The man in the bed closed his eyes and was silent for about thirty seconds. Lieberman thought he was asleep, but with closed eyes Johnstone said quietly, “You see where I’m going with this?”
“I think so. Someone paid you a lot of money for you to kill Gower. You’re going to give it to your grandchildren to go to college.”
“A mind is a terrible thing to waste. Seen those ads?”
“I donate to the United Negro College Fund,” Lieberman said. “Who paid you to shoot Gower?”
“So the man I shot was named Gower? First name or last?”
“Last.”
“You had a photograph of Gower in your pocket.”
“But not his name. Never knew his name till you just said it. You ever kill a man? I mean you being a cop?”
“A couple of times.”
“Thought I’d feel bad,” said Johnstone. “I do, but physical not mental. Ever been shot?”

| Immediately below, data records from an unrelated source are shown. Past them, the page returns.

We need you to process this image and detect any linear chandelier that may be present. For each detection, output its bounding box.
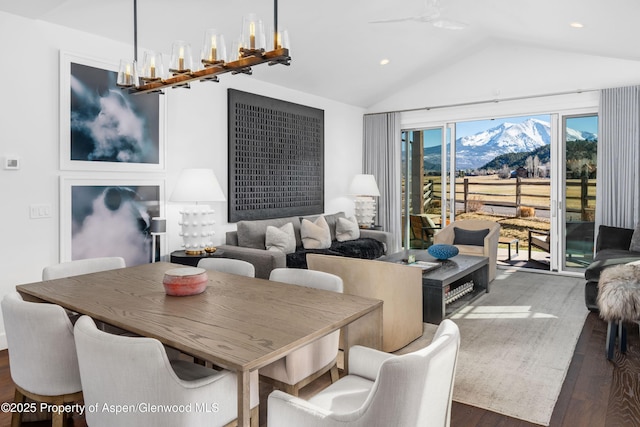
[117,0,291,94]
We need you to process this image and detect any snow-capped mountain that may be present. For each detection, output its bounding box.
[456,119,551,169]
[424,119,597,169]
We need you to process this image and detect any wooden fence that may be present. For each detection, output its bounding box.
[423,177,596,221]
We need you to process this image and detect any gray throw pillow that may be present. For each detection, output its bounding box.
[336,217,360,242]
[237,216,302,249]
[300,216,331,249]
[300,212,346,241]
[264,222,296,254]
[629,222,640,252]
[453,227,489,246]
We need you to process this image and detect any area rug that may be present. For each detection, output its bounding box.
[397,269,588,426]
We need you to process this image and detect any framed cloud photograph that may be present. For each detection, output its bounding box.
[60,177,165,266]
[60,51,165,171]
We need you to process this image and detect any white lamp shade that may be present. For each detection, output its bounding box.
[169,169,227,203]
[349,174,380,196]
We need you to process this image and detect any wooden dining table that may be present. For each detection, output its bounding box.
[16,262,382,427]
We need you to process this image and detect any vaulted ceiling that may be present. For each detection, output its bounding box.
[0,0,640,107]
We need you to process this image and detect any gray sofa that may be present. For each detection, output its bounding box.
[218,212,393,279]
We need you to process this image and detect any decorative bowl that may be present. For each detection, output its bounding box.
[427,243,459,260]
[162,267,209,297]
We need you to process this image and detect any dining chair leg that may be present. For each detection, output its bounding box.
[250,405,260,427]
[331,365,340,384]
[605,321,618,360]
[618,321,627,354]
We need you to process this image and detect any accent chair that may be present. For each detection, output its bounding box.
[433,219,500,282]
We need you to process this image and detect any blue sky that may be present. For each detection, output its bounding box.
[425,114,598,147]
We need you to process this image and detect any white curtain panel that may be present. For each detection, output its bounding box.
[596,86,640,228]
[362,113,402,253]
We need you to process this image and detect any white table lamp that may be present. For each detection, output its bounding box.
[169,169,227,255]
[349,174,380,228]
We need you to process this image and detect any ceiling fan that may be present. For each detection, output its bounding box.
[369,0,467,30]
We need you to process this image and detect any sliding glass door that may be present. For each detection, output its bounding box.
[561,114,598,271]
[402,128,443,249]
[402,113,598,272]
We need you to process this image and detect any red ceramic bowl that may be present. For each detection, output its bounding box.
[162,267,209,296]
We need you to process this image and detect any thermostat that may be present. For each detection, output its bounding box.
[4,157,20,169]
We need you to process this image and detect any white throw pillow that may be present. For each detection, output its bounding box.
[264,222,296,254]
[336,217,360,242]
[300,216,331,249]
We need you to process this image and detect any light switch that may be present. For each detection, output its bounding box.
[4,156,20,170]
[29,204,51,219]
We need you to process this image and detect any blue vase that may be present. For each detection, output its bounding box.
[427,244,459,260]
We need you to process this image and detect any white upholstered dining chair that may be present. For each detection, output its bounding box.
[260,268,343,396]
[198,258,256,277]
[75,316,259,427]
[42,257,126,280]
[2,292,82,427]
[267,319,460,427]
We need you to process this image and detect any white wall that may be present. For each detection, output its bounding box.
[0,12,364,349]
[368,41,640,118]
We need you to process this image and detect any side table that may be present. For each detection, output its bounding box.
[171,249,224,267]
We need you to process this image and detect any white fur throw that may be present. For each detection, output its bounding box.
[598,264,640,322]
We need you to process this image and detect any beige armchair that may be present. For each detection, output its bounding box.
[433,219,500,282]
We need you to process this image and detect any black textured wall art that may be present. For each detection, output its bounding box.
[228,89,324,222]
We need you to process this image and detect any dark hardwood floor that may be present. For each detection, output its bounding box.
[0,313,640,427]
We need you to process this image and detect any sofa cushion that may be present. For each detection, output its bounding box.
[237,216,302,249]
[453,227,489,246]
[264,222,296,254]
[336,217,360,242]
[300,216,331,249]
[300,212,346,241]
[287,237,385,268]
[331,237,385,259]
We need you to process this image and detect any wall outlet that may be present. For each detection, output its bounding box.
[4,156,20,170]
[29,204,51,219]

“No. The person who hired you to kill Gower wasn’t a good man,” said Lieberman.
“Maybe so. Maybe no. But he was a man with money.”

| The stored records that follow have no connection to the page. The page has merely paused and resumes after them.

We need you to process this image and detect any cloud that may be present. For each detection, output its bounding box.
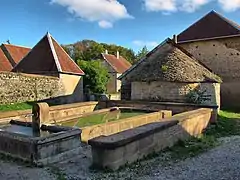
[132,40,158,48]
[218,0,240,12]
[144,0,210,14]
[144,0,177,12]
[143,0,240,12]
[50,0,133,28]
[98,21,113,29]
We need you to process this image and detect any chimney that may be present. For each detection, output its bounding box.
[117,51,120,59]
[173,34,177,44]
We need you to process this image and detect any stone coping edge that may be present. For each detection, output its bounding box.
[88,120,179,149]
[0,128,82,145]
[100,100,219,109]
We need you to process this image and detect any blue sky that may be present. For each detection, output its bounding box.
[0,0,240,51]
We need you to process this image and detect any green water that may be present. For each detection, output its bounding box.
[61,111,146,127]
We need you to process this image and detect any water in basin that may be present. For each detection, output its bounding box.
[59,109,149,127]
[0,124,50,137]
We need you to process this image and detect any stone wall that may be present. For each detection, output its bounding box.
[89,109,212,170]
[0,72,64,104]
[81,110,172,142]
[131,81,220,107]
[180,37,240,106]
[0,102,98,124]
[99,100,219,123]
[59,74,84,104]
[0,128,82,165]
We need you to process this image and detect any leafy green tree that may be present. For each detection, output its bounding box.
[136,46,149,60]
[77,60,109,93]
[62,40,136,63]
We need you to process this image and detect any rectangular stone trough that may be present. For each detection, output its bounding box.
[0,126,81,165]
[88,109,213,170]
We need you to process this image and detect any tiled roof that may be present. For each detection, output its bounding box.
[52,38,84,75]
[2,44,31,66]
[177,11,240,43]
[0,48,12,71]
[102,54,132,73]
[13,33,84,75]
[120,39,221,83]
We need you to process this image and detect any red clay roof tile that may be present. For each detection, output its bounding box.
[13,33,84,75]
[52,38,84,75]
[0,48,12,71]
[3,44,31,65]
[102,54,132,73]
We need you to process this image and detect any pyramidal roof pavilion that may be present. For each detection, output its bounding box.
[12,33,84,75]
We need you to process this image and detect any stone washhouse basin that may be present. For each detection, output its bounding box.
[0,103,82,165]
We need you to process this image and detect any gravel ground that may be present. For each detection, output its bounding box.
[0,161,56,180]
[0,136,240,180]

Johnstone leaned a little toward Lieberman and lowered his voice.
“Between you
, me, and your Snickers bar, I already put the money where only my grandkids can get it. Add that to my insurance money and it’s a nice amount. You can’t take it from me.”
The oscilloscope let out a series of blips. The green line was frantically drawing the dark landscape.

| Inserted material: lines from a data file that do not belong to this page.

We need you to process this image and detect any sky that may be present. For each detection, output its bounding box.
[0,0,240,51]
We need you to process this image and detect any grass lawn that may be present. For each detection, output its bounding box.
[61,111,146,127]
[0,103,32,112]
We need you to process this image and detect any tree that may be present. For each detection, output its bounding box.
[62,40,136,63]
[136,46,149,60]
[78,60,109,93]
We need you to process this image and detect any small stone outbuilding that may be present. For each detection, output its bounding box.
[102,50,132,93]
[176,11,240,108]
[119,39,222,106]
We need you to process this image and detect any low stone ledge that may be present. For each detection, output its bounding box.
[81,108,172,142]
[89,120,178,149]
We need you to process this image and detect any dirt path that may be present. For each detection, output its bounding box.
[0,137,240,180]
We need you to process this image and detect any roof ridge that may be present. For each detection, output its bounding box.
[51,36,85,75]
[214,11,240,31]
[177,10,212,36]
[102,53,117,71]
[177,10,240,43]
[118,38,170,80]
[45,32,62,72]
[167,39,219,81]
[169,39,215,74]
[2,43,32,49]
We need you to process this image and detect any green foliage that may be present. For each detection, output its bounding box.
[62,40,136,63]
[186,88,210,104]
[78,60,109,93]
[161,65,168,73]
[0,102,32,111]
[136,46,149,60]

“I don’t want to take your money. I want the name of the man who paid you.”
“Can’t do it,” Johnstone said. “I think I better … there water in here?”
“I’ll call the nurse. They told me not to give you water.”
“But they didn’t say anything about candy bars?”
“I’ll call the nurse.”
“No.” He held up a thin arm, bone and veins showing. “No more talk now,” Johnstone whispered and then he was definitely asleep.
Lieberman got up and moved toward the door. He would come back later.
“You understand?” Monty said. Monty the barber looked like a twig, a bald twig with wide brown suspenders. Monty had blue eyes and peppermint breath. He popped Certs like Wayne’s cousin Kenneth had popped uppers back in the eighties when they were kids.
“Yes,” said Wayne looking at himself in the mirror, watching the hair fall in ringlets as Monty cut and talked, narrow knobby shoulders huddled holding today’s suspenders.
The Clean Cut was old, ceiling a patterned plaster, floor white tile blocks with cracks that ran like meandering rivers, walls covered in paper with repeating pictures of ancient airplanes.
Monty was alone today. The other barber chairs sat empty and only Mr. Photopopolus, who lived in the Garden Gables Assisted Living Facility in a three-story off of Morse near the El, sat waiting. The bus had driven Mr. Photopopolus from the Garden Gables. It would be back for him in an hour. Mr. Photopopolus didn’t care if it was five hours. He liked the smell of the barbershop. He liked fingering the curled edges of the magazines that flopped on the small table next to him. He liked listening to Monty and throwing in an observation when he could.
“So, it’s a miracle,” Monty said. “All this.”
He paused to wave his comb and point it around the shop. Wayne could see him in the mirror.
“You gotta think about it, Wayne,” he went on. “People were on the earth with nothing, nothing at all, no thing at all. Just people and the earth and the animals and whatever was growing. And they made from it houses and cars and computers and cake mixers.”